No. of Recommendations: 17
Students of history will understand what's happening as a variant of the Nixon/Henry Kissinger stratagem of getting the North Vietnamese to the Paris peace talks.
An odd comparison, given that the U.S. failed to achieve almost all of our strategic objectives in the Vietnam war, no matter how successful any individual operation(s) was in killing or blowing up the targets.
I'm not sure why you have to be disparaging of the reasoning of folks on this board. None of us think that the Iranians can prevail militarily over the U.S. We have the ability to do a massively large range of things to them without them being able to resist. What folks point out, though, is that the main objectives of the war (to prevent them from ever getting a nuclear weapon, to prevent them from being a regional threat going forward, to prevent them from sponsoring terror groups) are not things that can be achieved with the stuff we can do to them absent a much more serious commitment of ground troops.

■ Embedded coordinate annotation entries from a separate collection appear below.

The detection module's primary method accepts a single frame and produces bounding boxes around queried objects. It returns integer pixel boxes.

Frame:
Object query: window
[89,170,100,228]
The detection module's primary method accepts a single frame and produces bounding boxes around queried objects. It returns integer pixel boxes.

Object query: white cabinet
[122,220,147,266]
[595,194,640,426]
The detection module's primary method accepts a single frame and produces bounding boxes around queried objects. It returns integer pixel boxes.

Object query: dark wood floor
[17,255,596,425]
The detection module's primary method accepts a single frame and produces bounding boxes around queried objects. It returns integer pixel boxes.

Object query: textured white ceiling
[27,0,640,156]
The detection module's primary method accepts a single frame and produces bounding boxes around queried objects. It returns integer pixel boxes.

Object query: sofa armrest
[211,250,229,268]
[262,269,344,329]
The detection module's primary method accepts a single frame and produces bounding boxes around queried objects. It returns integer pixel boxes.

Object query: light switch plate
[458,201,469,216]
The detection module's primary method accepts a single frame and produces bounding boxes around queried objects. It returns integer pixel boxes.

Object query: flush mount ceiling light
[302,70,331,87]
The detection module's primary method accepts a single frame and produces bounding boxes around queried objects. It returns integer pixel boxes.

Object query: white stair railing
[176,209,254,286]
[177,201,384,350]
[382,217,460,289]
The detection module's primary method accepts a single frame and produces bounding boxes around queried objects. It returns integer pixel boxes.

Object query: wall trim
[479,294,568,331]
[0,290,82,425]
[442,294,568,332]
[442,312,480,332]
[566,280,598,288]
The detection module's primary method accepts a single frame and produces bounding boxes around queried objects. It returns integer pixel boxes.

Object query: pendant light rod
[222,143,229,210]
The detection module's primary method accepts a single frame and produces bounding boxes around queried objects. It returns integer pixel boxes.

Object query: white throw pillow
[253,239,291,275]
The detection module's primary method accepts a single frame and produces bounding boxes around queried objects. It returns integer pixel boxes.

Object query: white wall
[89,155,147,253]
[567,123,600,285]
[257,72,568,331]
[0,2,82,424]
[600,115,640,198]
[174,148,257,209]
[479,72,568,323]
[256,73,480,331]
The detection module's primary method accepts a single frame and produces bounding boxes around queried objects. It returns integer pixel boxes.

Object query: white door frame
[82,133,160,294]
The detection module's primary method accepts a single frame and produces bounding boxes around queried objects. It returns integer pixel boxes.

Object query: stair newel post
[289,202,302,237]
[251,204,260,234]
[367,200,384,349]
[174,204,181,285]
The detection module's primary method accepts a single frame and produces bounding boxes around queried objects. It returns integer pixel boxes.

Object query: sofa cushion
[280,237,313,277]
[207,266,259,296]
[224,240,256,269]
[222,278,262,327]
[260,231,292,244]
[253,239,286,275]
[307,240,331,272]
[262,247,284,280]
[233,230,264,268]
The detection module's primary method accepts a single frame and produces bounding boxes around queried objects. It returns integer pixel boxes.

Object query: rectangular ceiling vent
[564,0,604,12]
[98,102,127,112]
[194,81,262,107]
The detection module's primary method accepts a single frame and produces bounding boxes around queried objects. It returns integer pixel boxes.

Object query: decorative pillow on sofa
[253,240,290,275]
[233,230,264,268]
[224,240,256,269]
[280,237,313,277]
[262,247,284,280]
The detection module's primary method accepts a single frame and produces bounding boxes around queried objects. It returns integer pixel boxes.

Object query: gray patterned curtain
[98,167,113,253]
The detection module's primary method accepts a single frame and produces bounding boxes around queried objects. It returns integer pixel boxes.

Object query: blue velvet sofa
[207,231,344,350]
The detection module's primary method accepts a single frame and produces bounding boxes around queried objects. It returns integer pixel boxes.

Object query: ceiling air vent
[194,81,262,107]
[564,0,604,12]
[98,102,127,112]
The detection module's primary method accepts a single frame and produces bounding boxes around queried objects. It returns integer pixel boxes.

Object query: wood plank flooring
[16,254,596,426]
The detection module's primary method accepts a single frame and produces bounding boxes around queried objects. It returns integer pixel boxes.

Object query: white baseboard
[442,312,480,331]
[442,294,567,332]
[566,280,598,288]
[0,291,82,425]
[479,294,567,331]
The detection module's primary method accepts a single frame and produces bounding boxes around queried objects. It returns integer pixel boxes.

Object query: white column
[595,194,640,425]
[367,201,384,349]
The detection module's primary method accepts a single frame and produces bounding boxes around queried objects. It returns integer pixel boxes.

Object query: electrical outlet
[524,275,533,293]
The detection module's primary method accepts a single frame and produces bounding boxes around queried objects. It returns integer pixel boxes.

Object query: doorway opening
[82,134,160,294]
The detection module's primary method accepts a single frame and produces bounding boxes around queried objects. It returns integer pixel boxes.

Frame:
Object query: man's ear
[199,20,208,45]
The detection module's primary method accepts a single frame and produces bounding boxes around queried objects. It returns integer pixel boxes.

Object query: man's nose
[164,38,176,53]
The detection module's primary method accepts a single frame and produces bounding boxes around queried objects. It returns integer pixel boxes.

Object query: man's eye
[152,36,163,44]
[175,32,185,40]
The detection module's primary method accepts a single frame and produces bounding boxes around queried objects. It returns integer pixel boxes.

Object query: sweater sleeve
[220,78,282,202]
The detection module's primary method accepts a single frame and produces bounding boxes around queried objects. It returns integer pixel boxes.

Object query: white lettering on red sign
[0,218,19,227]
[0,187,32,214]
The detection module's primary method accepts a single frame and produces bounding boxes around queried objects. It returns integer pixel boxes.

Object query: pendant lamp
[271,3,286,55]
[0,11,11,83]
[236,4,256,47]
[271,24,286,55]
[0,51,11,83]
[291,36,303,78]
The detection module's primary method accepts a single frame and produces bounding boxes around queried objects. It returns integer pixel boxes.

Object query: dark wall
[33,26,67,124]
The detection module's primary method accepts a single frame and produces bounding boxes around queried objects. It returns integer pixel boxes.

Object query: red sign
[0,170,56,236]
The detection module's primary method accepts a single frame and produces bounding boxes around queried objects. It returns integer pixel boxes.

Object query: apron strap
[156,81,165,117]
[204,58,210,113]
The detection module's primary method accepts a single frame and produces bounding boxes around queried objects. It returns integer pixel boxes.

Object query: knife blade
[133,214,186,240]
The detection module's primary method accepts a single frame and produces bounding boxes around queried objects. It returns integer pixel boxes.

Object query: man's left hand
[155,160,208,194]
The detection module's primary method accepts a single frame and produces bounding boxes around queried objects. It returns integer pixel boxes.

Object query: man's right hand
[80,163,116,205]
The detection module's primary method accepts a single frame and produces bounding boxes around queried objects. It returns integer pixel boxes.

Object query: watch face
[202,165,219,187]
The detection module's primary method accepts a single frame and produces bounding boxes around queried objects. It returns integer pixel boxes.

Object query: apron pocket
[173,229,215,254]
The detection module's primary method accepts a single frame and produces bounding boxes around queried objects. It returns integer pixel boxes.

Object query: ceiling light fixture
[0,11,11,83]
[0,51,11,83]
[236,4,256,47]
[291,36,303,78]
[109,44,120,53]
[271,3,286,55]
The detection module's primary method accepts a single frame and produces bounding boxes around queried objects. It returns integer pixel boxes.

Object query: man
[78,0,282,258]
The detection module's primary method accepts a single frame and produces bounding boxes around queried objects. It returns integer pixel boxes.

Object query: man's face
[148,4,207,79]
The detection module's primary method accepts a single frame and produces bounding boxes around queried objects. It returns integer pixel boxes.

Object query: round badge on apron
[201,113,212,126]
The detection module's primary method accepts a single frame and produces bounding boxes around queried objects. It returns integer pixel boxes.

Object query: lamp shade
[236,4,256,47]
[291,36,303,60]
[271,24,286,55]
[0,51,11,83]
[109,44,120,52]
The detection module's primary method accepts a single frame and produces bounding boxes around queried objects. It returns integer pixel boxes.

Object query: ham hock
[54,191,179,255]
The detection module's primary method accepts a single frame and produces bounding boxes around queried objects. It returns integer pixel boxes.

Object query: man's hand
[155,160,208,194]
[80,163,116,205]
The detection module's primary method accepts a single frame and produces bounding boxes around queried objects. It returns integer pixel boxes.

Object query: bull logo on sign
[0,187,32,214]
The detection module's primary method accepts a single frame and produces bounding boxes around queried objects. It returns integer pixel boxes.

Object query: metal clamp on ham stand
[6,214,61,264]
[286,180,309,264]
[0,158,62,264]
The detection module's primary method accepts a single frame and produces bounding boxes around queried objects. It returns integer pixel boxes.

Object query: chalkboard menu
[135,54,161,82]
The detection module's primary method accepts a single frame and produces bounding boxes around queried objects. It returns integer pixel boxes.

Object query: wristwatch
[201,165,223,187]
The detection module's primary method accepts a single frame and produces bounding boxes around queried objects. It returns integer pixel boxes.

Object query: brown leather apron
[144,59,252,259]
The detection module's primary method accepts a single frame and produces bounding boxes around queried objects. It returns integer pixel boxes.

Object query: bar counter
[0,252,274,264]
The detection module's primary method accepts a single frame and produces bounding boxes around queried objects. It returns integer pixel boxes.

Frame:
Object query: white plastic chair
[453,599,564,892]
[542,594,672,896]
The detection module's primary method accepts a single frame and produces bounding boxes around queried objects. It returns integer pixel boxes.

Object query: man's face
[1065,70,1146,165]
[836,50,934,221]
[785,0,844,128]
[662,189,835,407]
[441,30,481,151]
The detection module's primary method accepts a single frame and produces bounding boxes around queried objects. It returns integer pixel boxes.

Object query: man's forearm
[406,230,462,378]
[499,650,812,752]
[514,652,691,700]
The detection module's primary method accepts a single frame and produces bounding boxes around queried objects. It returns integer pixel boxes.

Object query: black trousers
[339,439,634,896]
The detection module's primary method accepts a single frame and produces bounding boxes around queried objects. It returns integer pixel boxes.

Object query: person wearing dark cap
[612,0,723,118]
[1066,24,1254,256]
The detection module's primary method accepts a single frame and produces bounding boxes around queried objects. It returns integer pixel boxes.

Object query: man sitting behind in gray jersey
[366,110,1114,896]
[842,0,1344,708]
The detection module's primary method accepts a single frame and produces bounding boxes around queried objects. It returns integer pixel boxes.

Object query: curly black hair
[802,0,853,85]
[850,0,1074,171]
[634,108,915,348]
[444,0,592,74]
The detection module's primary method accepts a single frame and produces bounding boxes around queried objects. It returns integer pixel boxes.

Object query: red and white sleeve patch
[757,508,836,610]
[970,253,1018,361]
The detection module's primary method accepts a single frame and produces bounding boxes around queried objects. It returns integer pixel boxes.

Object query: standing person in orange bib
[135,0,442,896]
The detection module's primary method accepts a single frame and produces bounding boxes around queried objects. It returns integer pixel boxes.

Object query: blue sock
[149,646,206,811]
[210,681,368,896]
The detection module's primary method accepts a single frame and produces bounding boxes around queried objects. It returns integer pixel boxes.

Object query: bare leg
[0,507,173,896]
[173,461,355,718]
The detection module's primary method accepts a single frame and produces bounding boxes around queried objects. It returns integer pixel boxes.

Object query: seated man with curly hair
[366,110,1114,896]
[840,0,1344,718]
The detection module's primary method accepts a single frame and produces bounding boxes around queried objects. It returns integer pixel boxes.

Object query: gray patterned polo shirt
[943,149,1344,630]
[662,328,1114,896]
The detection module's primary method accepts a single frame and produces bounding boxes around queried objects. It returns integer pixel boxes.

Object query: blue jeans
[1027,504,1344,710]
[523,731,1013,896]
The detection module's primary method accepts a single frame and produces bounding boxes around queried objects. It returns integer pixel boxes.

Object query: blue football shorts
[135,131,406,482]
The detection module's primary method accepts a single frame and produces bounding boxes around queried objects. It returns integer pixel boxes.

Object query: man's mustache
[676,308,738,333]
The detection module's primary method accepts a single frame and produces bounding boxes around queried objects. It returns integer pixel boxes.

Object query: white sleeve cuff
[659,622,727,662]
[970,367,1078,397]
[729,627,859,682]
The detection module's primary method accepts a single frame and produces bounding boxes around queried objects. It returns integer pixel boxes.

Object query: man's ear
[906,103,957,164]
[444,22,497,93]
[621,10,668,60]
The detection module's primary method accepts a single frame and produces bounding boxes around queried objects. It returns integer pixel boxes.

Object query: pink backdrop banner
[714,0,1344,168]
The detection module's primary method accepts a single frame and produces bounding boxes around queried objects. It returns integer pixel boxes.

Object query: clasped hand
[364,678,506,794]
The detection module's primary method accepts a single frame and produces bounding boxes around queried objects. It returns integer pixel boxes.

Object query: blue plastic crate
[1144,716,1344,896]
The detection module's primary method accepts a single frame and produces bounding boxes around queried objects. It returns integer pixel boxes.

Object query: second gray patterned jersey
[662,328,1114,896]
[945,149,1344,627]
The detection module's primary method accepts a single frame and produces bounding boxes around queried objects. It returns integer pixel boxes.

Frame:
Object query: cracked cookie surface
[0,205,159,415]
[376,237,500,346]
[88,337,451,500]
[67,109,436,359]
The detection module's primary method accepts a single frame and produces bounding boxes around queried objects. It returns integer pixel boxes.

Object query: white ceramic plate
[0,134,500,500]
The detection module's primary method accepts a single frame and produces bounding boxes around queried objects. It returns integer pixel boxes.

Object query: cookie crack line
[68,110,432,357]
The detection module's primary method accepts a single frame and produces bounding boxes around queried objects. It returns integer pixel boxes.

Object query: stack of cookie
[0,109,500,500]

Again, we're likely to come out of this with something pretty much like what we could have gotten in late February without the war: a promise not to have nuclear weapons, a promise not to take uranium above a certain enrichment level, and eliminating their existing 60% uranium supplies. What critics of the war question is the massive cost to us in doing it this way since we have been unable to dislodge the existing regime and we've opened up a massively significant strategic weapon for them in controlling the strait.
After all, it's Iran that's executed a very strong strategy of getting the U.S. to the Islamabad peace talks. Seizing the strait forced a ceasefire when it wasn't really in our interests to accept one. Pretty successful move on our part.